Marcus doesn't help matters by introducing the subject of the Office of Vegetative Mapping, which, according to the production notes, was an actual Nazi institution. The idea behind this sordid bureaucracy, as Frau Hess explains to Isaac, is that "in the name of the Fatherland, we have to tear up one of the most beautiful gardens" in Europe and replace its sophisticated hybrids with plants of "good German stock." As far as metaphors go, the Office of Vegetative Mapping delivers a particularly crude smack. Its heavy-handedness is made even more clumsy by dialogue in which Isaac points out that the garden's underlying problem is not hybridization but "indigenous rot."
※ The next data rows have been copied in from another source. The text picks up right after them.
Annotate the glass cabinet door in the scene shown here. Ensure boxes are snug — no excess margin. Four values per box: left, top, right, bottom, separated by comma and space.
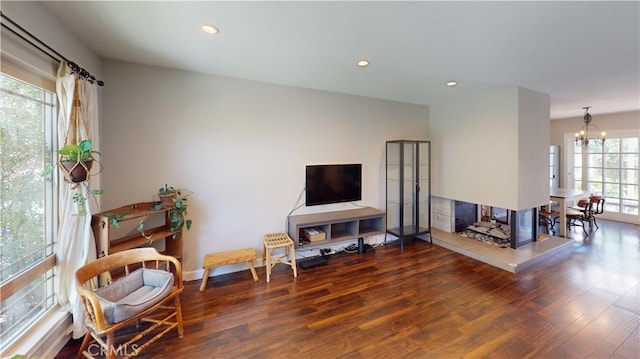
386, 141, 401, 235
402, 141, 417, 233
386, 140, 431, 250
417, 141, 431, 235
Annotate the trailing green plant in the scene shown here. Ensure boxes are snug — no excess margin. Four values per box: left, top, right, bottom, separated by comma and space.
102, 211, 129, 227
127, 186, 193, 240
99, 211, 154, 240
72, 189, 103, 216
43, 139, 103, 216
43, 139, 100, 178
56, 139, 100, 162
154, 186, 193, 239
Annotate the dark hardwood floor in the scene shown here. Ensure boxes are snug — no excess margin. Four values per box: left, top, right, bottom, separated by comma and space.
56, 219, 639, 358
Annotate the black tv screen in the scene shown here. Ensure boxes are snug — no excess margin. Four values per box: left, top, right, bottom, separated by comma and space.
305, 164, 362, 206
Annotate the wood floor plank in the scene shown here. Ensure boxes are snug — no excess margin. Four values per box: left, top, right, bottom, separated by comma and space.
615, 284, 640, 313
55, 219, 639, 358
463, 334, 536, 359
570, 305, 640, 358
516, 314, 573, 358
612, 326, 640, 358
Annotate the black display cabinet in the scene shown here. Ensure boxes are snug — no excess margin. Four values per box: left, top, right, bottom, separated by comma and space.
386, 140, 431, 250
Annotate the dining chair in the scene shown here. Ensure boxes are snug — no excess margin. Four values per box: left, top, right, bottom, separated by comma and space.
539, 207, 559, 235
566, 201, 592, 236
569, 198, 589, 213
588, 195, 605, 229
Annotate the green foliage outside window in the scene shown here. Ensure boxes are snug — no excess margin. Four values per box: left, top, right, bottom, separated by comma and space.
0, 73, 55, 345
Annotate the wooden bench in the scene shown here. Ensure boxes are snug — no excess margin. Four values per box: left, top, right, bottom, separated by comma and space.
200, 248, 259, 291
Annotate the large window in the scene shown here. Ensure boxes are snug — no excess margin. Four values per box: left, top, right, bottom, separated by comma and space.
0, 72, 56, 348
573, 134, 640, 217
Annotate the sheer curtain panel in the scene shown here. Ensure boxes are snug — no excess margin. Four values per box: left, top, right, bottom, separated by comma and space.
54, 61, 99, 338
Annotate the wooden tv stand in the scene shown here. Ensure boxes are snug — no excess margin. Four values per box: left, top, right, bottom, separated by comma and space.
287, 207, 386, 247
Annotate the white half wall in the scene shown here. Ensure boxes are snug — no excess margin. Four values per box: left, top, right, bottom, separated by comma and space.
430, 86, 550, 210
102, 60, 429, 277
517, 88, 551, 209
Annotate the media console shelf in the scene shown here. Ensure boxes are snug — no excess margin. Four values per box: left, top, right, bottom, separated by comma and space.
288, 207, 386, 247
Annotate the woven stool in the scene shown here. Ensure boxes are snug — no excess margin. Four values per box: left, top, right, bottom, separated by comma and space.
263, 232, 297, 283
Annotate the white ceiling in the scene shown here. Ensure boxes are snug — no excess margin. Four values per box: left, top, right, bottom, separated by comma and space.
43, 1, 640, 119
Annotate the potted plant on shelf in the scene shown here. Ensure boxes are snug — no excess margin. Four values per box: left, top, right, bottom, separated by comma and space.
154, 185, 193, 239
157, 184, 177, 208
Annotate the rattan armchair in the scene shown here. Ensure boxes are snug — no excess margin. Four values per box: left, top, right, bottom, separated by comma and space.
75, 247, 184, 359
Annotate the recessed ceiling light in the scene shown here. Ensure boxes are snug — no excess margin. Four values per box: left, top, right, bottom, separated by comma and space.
201, 24, 219, 34
446, 81, 458, 87
357, 60, 369, 68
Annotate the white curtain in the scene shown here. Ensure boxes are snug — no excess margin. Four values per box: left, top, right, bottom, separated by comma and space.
54, 61, 99, 338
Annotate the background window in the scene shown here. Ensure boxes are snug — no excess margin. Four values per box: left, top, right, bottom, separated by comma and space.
0, 72, 56, 348
573, 134, 639, 217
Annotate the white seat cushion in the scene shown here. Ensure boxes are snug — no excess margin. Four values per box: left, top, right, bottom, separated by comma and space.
95, 268, 174, 324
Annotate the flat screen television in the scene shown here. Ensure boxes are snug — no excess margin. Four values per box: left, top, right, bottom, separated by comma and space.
305, 164, 362, 206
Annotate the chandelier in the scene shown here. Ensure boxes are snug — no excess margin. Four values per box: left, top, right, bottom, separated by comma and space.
575, 106, 606, 147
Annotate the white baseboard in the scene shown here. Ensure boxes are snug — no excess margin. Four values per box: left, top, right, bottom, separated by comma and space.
183, 234, 386, 282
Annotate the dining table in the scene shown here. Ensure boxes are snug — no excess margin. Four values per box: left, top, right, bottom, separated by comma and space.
550, 187, 590, 237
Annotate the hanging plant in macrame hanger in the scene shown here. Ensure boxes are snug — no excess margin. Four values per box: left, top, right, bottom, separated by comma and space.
57, 77, 101, 185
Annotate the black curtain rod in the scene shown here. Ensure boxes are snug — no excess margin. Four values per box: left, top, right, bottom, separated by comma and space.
0, 11, 104, 86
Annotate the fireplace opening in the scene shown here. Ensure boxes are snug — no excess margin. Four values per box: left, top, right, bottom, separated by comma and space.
454, 202, 538, 249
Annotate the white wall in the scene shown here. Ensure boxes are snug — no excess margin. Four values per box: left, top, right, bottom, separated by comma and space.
0, 2, 103, 79
429, 86, 550, 210
102, 60, 429, 279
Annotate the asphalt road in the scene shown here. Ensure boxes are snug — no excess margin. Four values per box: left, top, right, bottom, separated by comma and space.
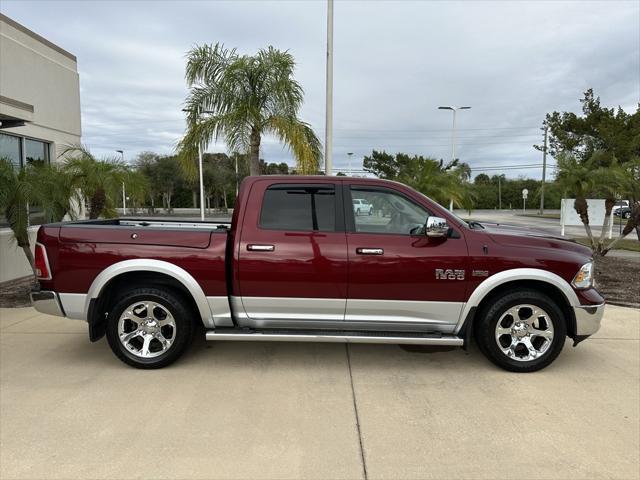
1, 306, 638, 479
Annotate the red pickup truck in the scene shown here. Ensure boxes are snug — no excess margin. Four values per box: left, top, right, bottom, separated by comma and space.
31, 176, 604, 372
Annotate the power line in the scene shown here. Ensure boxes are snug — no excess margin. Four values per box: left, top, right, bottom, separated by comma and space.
325, 126, 541, 133
331, 141, 542, 147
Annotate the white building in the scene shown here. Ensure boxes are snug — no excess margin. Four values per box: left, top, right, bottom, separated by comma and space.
0, 13, 82, 283
0, 13, 81, 166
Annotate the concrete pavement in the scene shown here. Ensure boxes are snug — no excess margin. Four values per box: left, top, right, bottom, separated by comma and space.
1, 305, 638, 479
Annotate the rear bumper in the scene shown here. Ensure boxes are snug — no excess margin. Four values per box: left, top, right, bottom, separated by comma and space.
30, 290, 65, 317
573, 302, 605, 337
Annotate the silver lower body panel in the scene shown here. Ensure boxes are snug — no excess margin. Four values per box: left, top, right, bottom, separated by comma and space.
30, 290, 65, 317
573, 303, 605, 336
230, 296, 461, 333
206, 330, 463, 346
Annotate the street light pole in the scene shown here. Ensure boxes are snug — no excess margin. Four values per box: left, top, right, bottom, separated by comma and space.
116, 150, 126, 216
198, 143, 205, 221
182, 109, 212, 222
347, 152, 353, 176
324, 0, 334, 175
438, 106, 471, 211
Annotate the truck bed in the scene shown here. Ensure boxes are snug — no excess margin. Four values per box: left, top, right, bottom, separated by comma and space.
37, 218, 230, 300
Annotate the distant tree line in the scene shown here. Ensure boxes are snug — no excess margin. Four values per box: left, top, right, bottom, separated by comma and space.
361, 150, 558, 211
133, 151, 290, 212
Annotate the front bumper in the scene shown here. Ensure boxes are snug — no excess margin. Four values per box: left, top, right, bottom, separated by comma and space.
572, 302, 605, 344
30, 290, 65, 317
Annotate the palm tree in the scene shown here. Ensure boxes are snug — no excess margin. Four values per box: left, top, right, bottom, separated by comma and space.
0, 159, 77, 273
397, 157, 469, 209
555, 152, 633, 255
554, 153, 597, 249
61, 145, 126, 219
178, 43, 322, 176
This leafy symbolism takes on a life of its own, and plants sprout on-stage with annoying frequency. While the metaphor is dropped quickly, Marcus replaces it with a number of just as wobbly themes presented in almost breathtaking succession, none of which lingers long enough to cause anything more than a sensation. Among them: the notions that both Jews and Nazis interpret history to their own liking; that randomly selected representatives of the two groups have things to teach each other; and that a lonely female Nazi and a widowed male concentration inmate must surely be sexually attracted to each other. There's not a speck of truth to these ideas, at least as they're presented here. But all the same, we learn that Isaac has, at one point, rejected his Jewish identity, and that Frau Hess has defied the Nazis by rescuing some of the "degenerate" artworks famously condemned by Hitler and company.
In a play overflowing with cliches, it's no surprise that Frau Hess adores Wagner and obsessively plays his works on her Victrola. But nothing prepares us for the idea that she'll forswear opera in favor of a tango in order to seduce Isaac. And in the service of an even more impenetrable metaphor, Frau Hess uses a childhood memory of incest as a launching point for a discussion of Freudian psychology.
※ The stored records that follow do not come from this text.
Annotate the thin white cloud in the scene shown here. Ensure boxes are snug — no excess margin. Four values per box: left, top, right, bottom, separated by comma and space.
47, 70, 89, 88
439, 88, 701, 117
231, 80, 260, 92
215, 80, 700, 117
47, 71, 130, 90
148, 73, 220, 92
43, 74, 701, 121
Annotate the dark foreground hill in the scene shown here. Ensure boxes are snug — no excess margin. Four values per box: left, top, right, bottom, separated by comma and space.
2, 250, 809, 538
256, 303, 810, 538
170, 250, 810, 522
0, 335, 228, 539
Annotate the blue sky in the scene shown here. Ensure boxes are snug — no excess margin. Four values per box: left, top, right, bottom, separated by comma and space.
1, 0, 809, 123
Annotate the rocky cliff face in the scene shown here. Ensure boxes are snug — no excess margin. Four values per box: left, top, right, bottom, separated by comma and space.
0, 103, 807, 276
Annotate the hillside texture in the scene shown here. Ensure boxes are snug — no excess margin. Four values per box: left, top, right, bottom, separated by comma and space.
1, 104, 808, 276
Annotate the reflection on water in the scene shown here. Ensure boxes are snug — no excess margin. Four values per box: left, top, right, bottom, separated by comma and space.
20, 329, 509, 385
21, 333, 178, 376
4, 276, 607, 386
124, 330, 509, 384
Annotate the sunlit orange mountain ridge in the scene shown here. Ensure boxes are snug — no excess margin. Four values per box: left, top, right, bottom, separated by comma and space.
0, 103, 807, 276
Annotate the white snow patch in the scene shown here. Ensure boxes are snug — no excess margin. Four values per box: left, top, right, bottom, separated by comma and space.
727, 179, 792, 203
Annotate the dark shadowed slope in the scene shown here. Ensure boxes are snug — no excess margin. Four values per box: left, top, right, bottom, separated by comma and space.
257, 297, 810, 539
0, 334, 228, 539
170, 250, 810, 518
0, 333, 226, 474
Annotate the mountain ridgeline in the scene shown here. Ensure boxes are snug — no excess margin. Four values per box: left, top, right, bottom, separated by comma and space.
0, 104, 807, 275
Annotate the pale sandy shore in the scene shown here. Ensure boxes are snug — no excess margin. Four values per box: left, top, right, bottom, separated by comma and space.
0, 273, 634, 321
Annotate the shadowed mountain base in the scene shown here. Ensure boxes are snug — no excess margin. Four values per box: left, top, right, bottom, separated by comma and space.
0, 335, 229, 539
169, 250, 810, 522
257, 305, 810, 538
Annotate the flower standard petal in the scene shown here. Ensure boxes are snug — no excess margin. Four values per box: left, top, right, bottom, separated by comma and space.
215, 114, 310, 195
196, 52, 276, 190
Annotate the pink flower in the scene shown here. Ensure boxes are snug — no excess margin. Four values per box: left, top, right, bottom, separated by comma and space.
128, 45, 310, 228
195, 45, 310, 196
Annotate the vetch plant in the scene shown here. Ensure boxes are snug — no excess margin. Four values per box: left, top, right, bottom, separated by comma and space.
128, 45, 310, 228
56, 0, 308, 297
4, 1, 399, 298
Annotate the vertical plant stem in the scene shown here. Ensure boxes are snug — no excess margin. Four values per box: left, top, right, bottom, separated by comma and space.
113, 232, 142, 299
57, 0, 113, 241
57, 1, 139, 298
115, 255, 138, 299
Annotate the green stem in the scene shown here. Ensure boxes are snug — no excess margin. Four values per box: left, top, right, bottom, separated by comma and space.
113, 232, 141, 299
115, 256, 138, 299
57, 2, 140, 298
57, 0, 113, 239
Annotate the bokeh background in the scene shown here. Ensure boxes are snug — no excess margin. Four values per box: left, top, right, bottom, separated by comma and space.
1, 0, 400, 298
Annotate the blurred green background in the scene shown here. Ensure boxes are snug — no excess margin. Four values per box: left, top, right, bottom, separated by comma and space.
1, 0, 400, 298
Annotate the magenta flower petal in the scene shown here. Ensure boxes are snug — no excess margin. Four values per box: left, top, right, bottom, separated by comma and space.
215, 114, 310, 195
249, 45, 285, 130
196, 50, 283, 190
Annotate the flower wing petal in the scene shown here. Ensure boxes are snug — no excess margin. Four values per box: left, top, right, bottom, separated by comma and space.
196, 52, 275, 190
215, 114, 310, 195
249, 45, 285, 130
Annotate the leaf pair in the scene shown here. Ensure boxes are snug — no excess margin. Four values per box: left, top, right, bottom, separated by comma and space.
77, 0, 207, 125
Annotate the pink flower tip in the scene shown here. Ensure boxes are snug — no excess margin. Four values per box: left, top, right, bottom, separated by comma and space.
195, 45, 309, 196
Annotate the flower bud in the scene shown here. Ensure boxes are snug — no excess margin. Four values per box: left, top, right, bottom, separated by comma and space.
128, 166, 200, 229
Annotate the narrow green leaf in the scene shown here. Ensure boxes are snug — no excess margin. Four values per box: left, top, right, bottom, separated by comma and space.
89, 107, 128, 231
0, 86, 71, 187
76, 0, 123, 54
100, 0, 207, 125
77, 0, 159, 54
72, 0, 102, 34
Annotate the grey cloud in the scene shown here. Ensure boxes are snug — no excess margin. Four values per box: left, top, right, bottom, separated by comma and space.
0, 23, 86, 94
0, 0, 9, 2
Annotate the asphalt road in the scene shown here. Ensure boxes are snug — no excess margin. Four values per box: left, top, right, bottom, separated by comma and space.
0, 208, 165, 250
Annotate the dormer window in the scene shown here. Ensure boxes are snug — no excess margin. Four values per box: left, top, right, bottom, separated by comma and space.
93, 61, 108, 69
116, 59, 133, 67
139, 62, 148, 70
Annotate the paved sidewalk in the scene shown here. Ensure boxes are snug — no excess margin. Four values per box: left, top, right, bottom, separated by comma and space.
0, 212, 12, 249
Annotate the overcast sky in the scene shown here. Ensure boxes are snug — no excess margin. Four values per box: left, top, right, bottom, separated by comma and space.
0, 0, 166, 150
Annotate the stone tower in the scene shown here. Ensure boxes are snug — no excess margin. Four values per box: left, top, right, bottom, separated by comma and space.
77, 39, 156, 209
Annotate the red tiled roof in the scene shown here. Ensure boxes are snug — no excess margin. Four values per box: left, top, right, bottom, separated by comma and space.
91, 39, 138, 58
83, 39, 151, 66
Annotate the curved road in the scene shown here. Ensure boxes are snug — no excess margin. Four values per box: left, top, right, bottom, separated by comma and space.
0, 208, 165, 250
Confused? You should be. Despite the play's provocative premise, The Gardens of Frau Hess need not serve up a confrontation between captor and captive. In fact, dramas about the Holocaust and other large-scale tragedies really shouldn't offer resolution. (In this case, though, it would be more than satisfying to see the clueless Frau Hess get her comeuppance. Her response to Isaac's saying that his wife died "on the trains" is to ask if the woman was sick.) What's essential with works like Frau Hess is that they offer audiences a well-defined sense of what question or questions the play is trying to explore. To do anything else is to exploit the pairing of these two characters and the individuals on which they are loosely based.